This study employs natural language processing (NLP) to examine how gender is framed within a corpus of business and management articles published by Emerald.
This study employs NLP to analyze the epistemic orientations of gender research in high-impact business and management journals. Methods such as n-gram analysis and Latent Dirichlet Allocation (LDA) were used on 168 Emerald Publishing articles (2023–2024).
We identified a high thematic concentration, since 88% of the articles focus on corporate governance and women's leadership. This concentration reveals a narrowing of gender discourse aligned with neoliberal values (Fraser, 2013), privileging quantifiable, market-based metrics over systemic inequality and intersectionality (Crenshaw, 1991). Moreover, terms such as “non-binary” and “transgender” were virtually absent from the corpus, highlighting a persistent cisnormativity (Ansara, 2016; Keyes, 2018) and the marginalization of gender-diverse identities. NLP methods, while powerful, can both surface and obscure structural biases.
This study has limitations that also represent opportunities for future research. The corpus was limited to 168 articles from a single publisher (Emerald) during 2023–2024, which may affect the generalizability of the findings. While Emerald is a leading publisher in business and management, future studies could expand the analysis to include other major publishers (e.g. Elsevier, Springer and Wiley) and a broader temporal range to examine the evolution of gender discourse over time.
The findings have urgent implications for academic publishers, journal editors and business schools. The near-total absence of non-binary and transgender topics in high-impact business journals signals a systemic failure to represent gender diversity in organizational scholarship. We recommend that journals actively solicit and support research on under-represented gender identities and experiences, and revise submission guidelines to encourage intersectional and critical perspectives.
This study reveals how the systematic exclusion of non-binary, transgender and intersectional perspectives in business research perpetuates structural cisnormativity beyond academia. When high-impact journals consistently frame gender through binary, corporate-centric lenses (e.g. “female director” and “board diversity”), they legitimize a narrow understanding of gender that influences organizational policies, diversity training and leadership development programs worldwide. This not only erases gender-diverse identities from professional discourse but also tacitly endorses a neoliberal model of equality that prioritizes representation over justice and metrics over lived experience. This research implies that transforming business discourse is a social justice imperative. By critiquing and expanding the epistemic foundations of gender knowledge in business, we can contribute to more inclusive economies where organizational practices recognize the full spectrum of gender identity and experience, and where equality is measured not only by who reaches the boardroom, but by whose existence is acknowledged, valued, and protected.

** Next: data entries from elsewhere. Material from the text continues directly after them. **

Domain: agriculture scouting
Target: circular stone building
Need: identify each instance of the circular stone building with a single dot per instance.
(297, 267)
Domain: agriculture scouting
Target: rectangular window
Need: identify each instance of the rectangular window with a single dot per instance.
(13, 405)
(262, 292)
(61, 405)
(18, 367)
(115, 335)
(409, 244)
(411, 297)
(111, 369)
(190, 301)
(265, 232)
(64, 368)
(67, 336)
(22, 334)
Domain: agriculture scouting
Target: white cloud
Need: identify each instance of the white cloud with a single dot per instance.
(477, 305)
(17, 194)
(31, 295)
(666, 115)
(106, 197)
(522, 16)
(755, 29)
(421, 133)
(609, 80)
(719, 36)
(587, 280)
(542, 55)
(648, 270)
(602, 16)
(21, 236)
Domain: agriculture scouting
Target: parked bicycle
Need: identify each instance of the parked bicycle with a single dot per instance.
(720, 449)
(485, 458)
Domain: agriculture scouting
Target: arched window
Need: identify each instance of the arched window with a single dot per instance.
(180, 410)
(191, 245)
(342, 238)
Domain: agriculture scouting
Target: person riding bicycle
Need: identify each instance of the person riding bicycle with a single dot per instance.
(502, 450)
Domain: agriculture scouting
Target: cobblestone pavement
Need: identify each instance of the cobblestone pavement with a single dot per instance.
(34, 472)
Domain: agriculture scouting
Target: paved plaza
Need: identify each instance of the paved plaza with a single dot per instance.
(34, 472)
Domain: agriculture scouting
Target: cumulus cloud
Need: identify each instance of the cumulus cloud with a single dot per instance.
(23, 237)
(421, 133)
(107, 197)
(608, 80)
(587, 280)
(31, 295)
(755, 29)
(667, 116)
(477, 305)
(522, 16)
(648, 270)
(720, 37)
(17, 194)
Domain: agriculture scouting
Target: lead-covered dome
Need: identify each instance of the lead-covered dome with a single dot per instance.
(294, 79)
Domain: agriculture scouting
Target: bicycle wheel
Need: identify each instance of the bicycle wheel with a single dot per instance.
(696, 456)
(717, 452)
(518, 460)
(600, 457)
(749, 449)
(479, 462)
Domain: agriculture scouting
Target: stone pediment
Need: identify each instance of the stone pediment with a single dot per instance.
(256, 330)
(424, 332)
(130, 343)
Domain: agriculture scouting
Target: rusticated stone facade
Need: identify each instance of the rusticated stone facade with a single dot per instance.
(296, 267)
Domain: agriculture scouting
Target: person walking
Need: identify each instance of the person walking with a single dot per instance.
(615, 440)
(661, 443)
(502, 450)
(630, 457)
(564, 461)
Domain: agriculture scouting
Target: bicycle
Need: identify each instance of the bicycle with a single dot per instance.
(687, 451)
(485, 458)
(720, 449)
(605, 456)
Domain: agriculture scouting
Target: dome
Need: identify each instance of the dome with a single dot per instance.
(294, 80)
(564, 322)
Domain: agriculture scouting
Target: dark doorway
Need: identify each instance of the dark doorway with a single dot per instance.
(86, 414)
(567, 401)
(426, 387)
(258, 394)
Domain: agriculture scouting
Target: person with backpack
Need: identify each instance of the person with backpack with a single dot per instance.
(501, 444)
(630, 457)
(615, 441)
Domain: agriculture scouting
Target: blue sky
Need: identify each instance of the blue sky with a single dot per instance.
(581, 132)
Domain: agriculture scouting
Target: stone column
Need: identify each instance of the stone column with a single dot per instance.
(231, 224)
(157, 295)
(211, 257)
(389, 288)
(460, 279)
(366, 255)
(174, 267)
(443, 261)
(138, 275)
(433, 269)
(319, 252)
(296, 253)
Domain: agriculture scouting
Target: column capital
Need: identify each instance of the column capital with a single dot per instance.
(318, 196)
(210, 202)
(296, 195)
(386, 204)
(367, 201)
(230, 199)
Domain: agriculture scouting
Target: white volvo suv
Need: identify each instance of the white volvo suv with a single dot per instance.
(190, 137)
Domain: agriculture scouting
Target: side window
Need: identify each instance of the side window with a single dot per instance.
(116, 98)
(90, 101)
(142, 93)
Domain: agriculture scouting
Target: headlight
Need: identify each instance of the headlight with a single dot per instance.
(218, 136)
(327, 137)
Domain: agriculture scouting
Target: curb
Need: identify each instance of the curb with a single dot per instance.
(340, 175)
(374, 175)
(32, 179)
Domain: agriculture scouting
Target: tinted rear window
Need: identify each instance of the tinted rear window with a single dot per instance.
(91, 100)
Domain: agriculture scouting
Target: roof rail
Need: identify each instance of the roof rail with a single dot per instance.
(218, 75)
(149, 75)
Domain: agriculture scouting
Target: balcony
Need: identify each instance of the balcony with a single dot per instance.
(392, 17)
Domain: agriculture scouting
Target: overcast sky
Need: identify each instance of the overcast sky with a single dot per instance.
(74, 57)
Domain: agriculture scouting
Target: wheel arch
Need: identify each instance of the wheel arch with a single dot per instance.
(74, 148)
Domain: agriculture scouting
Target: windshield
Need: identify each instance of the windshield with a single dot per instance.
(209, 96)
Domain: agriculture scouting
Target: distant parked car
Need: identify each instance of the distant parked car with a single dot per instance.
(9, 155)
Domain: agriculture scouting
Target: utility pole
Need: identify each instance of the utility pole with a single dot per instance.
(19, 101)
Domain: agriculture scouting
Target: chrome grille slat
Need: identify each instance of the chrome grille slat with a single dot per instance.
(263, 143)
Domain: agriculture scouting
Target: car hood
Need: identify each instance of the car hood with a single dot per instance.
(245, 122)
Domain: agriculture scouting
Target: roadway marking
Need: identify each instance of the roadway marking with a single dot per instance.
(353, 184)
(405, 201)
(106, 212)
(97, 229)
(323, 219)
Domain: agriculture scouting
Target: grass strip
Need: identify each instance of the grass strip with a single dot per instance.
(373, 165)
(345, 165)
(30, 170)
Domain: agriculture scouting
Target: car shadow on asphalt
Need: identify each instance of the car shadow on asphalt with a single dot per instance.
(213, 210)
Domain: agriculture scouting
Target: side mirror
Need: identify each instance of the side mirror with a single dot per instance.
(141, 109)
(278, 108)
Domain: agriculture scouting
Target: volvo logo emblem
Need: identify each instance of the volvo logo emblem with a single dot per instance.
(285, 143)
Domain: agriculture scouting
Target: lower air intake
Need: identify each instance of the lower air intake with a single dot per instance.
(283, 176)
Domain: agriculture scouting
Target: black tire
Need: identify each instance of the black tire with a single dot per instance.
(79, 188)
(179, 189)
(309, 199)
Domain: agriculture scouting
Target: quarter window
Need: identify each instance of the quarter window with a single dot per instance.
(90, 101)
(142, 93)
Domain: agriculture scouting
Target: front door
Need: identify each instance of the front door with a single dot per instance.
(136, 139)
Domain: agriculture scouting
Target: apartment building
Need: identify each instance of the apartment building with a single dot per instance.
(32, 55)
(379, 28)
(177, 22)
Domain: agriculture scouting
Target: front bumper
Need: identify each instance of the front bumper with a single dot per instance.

This study offers three key original contributions to the fields of gender studies, critical management, and computational social science: 1. Methodological-theoretical innovation: We introduce a critical feminist NLP framework that moves beyond technical text mining to expose how algorithmic methods can both reveal and reproduce epistemic biases. Unlike most computational studies that treat NLP as a neutral tool, we demonstrate how LDA and n-gram analysis – when paired with feminist epistemology – can uncover not only what is present in gender discourse, but more importantly, what is systematically absent. 2. Empirical discovery of cisnormativity in business research: We provide the first large-scale computational evidence of the near-total erasure of non-binary and transgender identities in high-impact business literature. The absence of terms like “non-binary” and “transgender” (0.02% occurrence rate) in a corpus ostensibly about gender reveals a profound cisnormativity that has previously been discussed theoretically but not quantitatively demonstrated. 3. Critical analysis of neoliberal domestication: We identify and measure what we term the “thematic crystallization” of gender research around corporate governance topics (88% of corpus), providing empirical validation to feminist critiques about the “academic domestication” of gender discourse. Our findings show how gender equality has been narrowed to market-compatible metrics like board diversity, while marginalizing systemic issues like care work, intersectionality and labor precarity. The value of this research lies in its ability to bridge computational rigor with critical theory, offering both a new methodology for feminist discourse analysis and a compelling evidence base for challenging the ideological boundaries of gender knowledge in business and management studies.